Las malas noticias nunca vienen solas. Por si teníamos pocas con las derivadas del coronavirus, llegan las estadísticas y como todos los años nos comen la moral, que a estas alturas se arrastra ya por el suelo. Un informe del centro de análisis Funcas sobre la despoblación de la España interior acaba de arrojar el dato de que la provincia de Córdoba -el estudio no incluye las capitales ni municipios de más de 50.000 habitantes- es una de las dos únicas andaluzas que sufre despoblación; junto con la de Jaén, tan semejante a la nuestra en tribulaciones que casi se entiende el jaleo que ha montado al perder en favor de Córdoba la base logística del Ejército. El recuento revela una realidad sociológica que, aunque conocida, duele recordar, y es que hace décadas que algunos pueblos, sobre todo de la zona norte, van perdiendo habitantes en un goteo continuo que reclama de los poderes públicos una solución. Pero al mismo tiempo el censo de Funcas aporta motivos para la esperanza, pues si bien esta provincia sufre una densidad de población inferior a la nacional, lo hace en menor grado que las otras incluidas en la lista de la España vacía, muchas de ellas castellanas. Y como en el país de los ciegos el tuerto es el rey, cabe añadir como nota positiva que Córdoba supera a las demás, salvo Guadalajara, en la juventud de sus vecinos (cerca de un 20%), por lo que de momento se aleja el fantasma de la soledad.

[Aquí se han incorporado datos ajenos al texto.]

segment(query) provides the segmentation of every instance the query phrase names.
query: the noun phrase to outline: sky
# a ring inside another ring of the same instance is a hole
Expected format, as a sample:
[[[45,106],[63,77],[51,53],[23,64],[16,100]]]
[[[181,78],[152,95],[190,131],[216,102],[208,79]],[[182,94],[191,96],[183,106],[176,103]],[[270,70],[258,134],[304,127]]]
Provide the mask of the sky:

Pero la juventud no lo es todo. Según informaba Manuel A. Larrea en este periódico, el estudio concluye que, más que un problema poblacional, se trata de una cuestión económica: el estancamiento por la falta de industria y los altos niveles de paro que solo se resolverá con un mejor aprovechamiento de los recursos de esos pueblos, que son muchos. Algunos apenas exigen inversión, pues puede aportarlos la madre naturaleza, que en principio es gratis -salvo cuando llegan los listillos y le ponen precio-. Otro reciente informe, el Barómetro Turístico del Centro de Análisis y Prospectiva del Turismo de la UCO, cifra muchos de los males del sector en Córdoba, sobre el que traza un panorama desolador, en la escasa diversificación de la oferta. Un déficit estructural que va más allá de la pérdida de 254 millones de euros en 2020 por culpa de la pandemia, que antes o después acabará, y que apunta a un cambio de objetivos y hasta de mentalidad. Menos turismo urbano que, parece ya olvidado, sobresaturaba la capital hasta que llegó el azote de la covid y con ella el desierto infinito, y más salida al mundo rural.

El turismo de naturaleza, que es turismo de salud en busca del bienestar de cuerpo y alma, del que tan necesitados estamos, es un filón aún por explotar en una provincia rica en valles y sierras; ríos y dehesas; auroras prometedoras y noches de estrellas en los cielos más limpios que imaginarse pueda. Ya hay iniciativas en marcha, como rutas gastronómicas o el programa senderista Paisajes con Historia que impulsa la Diputación, ofertas ahora entre paréntesis por los confinamientos perimetrales. Pero, advierten los expertos, falta una marca promocional atractiva que aúne todas las iniciativas locales y dé nueva vida a los pueblos y al campo -que no solo debe vivir de la agricultura- cuando todo esto pase. Será una forma de desarrollo a la que hay que echar imaginación cuanto antes, porque cuanto más atractivo sea y parezca el medio rural menos riesgo de despoblación corre.